I think one key is to focus upon taking advantage of the opportunities in real estate, many of which involved distressed homeowners, without taking advantage of the people involved. The opportunity is there to help that beleaguered homeowner, not to take advantage of someone who is likely in a state of mind where that would be relative easy to do.
I guess that is the difference that I see between the really good agents and the sleazy operators who are swooping down on these people like vultures trying to pick their bones while they are still alive and kicking. It is disgusting to have to watch some of what is going on in the short sale and foreclosure markets and having to hold one’s tongue for fear of violating some ethics guideline by criticizing a fellow agent. Yet so much of what is happening deserves criticism.

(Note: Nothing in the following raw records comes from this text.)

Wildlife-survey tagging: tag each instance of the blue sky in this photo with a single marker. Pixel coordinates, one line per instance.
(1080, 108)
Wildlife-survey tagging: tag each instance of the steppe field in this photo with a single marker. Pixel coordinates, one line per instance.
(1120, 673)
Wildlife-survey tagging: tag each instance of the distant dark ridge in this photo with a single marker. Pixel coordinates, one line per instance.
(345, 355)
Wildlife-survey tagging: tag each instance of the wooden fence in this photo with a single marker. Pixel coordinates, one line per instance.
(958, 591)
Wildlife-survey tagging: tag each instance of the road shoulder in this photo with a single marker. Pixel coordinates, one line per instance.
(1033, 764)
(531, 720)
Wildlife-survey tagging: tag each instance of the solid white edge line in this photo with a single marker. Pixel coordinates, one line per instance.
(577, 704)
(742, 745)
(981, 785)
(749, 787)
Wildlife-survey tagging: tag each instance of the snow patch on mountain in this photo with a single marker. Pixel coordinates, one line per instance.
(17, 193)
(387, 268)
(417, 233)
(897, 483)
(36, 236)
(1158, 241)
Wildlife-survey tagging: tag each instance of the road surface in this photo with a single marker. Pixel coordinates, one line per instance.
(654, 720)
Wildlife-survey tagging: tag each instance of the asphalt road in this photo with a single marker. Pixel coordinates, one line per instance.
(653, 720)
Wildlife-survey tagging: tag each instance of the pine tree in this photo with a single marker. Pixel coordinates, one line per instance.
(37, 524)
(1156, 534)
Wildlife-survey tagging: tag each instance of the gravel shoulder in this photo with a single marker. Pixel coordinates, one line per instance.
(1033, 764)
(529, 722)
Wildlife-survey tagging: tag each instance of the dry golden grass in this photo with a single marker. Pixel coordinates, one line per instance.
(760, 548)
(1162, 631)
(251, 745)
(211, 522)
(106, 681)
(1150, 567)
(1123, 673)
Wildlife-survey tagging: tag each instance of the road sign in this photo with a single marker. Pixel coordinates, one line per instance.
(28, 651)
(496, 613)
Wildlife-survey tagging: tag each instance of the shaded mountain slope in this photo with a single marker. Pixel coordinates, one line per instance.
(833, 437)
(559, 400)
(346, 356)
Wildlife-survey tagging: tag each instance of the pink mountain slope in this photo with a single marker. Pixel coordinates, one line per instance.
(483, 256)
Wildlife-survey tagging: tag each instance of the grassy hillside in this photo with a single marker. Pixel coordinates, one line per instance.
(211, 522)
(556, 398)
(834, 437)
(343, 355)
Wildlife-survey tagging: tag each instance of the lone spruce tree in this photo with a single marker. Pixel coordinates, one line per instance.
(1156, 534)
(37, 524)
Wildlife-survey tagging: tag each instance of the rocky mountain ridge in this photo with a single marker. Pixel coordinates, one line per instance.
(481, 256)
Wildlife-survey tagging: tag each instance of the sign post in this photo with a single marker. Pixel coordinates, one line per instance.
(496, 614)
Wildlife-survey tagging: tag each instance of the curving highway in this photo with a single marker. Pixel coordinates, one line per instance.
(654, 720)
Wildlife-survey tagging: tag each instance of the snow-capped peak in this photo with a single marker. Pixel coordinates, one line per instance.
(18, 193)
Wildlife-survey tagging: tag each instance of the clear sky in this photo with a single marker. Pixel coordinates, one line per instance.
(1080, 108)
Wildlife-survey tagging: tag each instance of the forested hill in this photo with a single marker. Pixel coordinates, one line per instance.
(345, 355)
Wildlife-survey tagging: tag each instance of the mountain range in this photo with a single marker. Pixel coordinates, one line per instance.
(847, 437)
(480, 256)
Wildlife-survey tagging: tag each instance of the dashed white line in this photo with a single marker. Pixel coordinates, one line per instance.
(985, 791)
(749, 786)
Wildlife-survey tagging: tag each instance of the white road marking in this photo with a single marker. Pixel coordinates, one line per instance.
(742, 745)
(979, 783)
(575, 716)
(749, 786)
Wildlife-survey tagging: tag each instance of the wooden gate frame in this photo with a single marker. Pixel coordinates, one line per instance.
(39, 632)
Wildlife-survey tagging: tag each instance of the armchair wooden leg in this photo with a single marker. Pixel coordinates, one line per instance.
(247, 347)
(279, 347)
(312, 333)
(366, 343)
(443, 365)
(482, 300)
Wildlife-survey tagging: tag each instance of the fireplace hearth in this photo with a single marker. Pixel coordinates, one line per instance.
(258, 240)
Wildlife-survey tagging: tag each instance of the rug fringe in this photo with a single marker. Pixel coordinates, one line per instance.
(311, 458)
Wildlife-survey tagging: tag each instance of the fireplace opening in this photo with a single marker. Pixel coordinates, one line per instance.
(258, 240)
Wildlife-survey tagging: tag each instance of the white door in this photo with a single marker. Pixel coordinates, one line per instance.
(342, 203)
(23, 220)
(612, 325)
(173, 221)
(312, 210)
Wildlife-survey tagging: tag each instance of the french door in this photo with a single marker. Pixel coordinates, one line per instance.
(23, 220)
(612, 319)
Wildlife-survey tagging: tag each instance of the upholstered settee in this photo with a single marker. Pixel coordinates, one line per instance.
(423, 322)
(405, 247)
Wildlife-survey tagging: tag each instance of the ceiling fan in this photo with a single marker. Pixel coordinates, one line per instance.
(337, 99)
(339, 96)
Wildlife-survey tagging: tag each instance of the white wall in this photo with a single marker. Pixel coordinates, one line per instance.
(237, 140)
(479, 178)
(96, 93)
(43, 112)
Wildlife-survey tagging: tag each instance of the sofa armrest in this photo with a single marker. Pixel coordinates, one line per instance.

But, I digress. Let’s focus upon meeting the challenges in our current market by being helpful. For most of us that means getting up to speed on short sales, especially on the new HAFA guidelines, since such a big a part of our business will be in that space this coming year. We certainly have all sorts of training opportunities locally, being presented by our companies and local boards, as well as many commercially available courses and certification programs. So the needed education is there. There will be a learning curve to get over with each bank or lender, as we discover how each wants to work on these deals and I’m sure that their procedures will change to with the new guidelines.
The bottom line becomes, “Just do it.” If you don’t, you will be giving up between 30-40% of the market this year, which is the projected portion that will be short sales. Remember that RFK also said, “It is not enough to understand, or to see clearly. The future will be shaped in the arena of human activity, by those willing to commit their minds and their bodies to the task.”